My mom and I don't have the same kind of relationship as Joni and Ken, but we are extremely close, so it was interesting getting Mom's take on what it's like to be my "significant other" so to speak. I thought it would be interesting to include her feelings in my post, so I asked her to write something for me to add to my post. Here are my mom's feelings in her own words:

"In November of 2003, I was in graduate school, and had just gotten a scholarship. I was gaining confidence, learning new things, and making new friends. It was exciting! It was the happiest time of my life. Then Heather had her accident, and all of that changed. I had to quit school, which was extremely disappointing. Being a nurse did NOT appeal to me. Learning about spinal cord injury and care was a very steep learning curve. I basically went on "auto pilot" and was emotionally numb for about two years.

"Life looked pretty bleak each day when I got up, and also as I contemplated the months and years to come. I felt like I lost all my dreams, my friends, and even myself in the early months. Every morning there were hours of work caring for Heather, before I could even think of doing anything for myself. Then, when I got a break, I might just sit down to a hot meal when Heather would need something. She didn't call me for little whims, she always needed me when she called. My sleep at night was often interrupted as well. I couldn't really plan ahead much, because I didn't know what things would be like from day to day.

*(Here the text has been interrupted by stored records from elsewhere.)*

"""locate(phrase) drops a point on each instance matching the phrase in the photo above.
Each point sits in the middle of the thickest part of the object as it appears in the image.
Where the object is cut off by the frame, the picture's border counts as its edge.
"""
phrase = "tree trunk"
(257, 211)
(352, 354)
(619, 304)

"Of course, I would never consider putting Heather in an institution! I knew she wouldn't get good care and wouldn't live long there. As time went on, things got easier. I became more skilled. We developed a good routine. Heather was happy, grateful for the care we gave, productive, and her health was usually pretty good. She took some college courses (which I attended with her as her note taker) and began serving in church. She made some new friends, and loved going shopping and out to the movies. I was her companion through many of these activities--but I felt like her invisible companion. Everyone wanted to see and talk to Heather; I was only her mother. Not that I wanted to be in the center of attention, but I also didn't like feeling invisible. 

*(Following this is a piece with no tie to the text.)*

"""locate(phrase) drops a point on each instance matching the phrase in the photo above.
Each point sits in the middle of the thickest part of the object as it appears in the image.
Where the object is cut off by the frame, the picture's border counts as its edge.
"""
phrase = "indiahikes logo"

"There were many things to adjust to along the way, both on my part and Heather's. It took some time, but I finally came to realize how blessed I was. Heather was my best friend, and she was able to live at home. So I got to spend my days in my own comfortable home with my best friend. I began to feel this was an important mission my Heavenly Father had given me, one that not many people would be able to do. He must have known I could. Knowing the Lord had confidence in me brought me great joy and the determination to fulfill this mission valiantly. No, my life is not what I hoped it would be, and it is very hard. But I am quite content, and have found happiness in caring for my wonderful daughter."

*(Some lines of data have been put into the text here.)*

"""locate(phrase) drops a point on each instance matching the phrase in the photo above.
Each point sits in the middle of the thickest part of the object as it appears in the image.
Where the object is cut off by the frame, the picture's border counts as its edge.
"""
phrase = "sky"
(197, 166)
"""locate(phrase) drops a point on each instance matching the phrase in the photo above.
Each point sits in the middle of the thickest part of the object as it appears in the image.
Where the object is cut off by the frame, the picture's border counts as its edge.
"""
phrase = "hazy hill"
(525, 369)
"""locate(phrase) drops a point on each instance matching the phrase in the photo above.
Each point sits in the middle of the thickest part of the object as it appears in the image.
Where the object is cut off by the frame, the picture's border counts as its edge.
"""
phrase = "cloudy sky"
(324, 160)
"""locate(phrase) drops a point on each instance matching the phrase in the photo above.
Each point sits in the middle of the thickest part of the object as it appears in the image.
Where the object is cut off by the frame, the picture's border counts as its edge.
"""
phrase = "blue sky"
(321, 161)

I really liked this book and would recommend it to anyone, especially someone who's dealing with a family member or friend with a long-term injury, illness or disease.

4 comments:

Jen@Because I can said...

Heather I hope you and your mom know how much I love you guys! Thanks for your amazing examples! Miss you!

jo said...

Brilliantly written, both of you. I love all of Joni's books and have been very blessed by her writing. We are used to Heather sharing honestly about her life and its good to hear from 'mom' too. It is great how you both face and accept the hard but also see your blessings in that. X

Emily Ann said...

Thank you and you mom for posting this. People often do not realize the caregivers role in our lives(paraplegic since Nov 17 2004 following a spinal for a c-section). My husband and older children are my primary caretakers. I love your blog. Thank you for being such an amazing example to me and so many others.:) God Bless

Renea Taylor said...

I've listened to Joni on the radio before and loved hearing her speak. You and your mom are both blessed to have each other!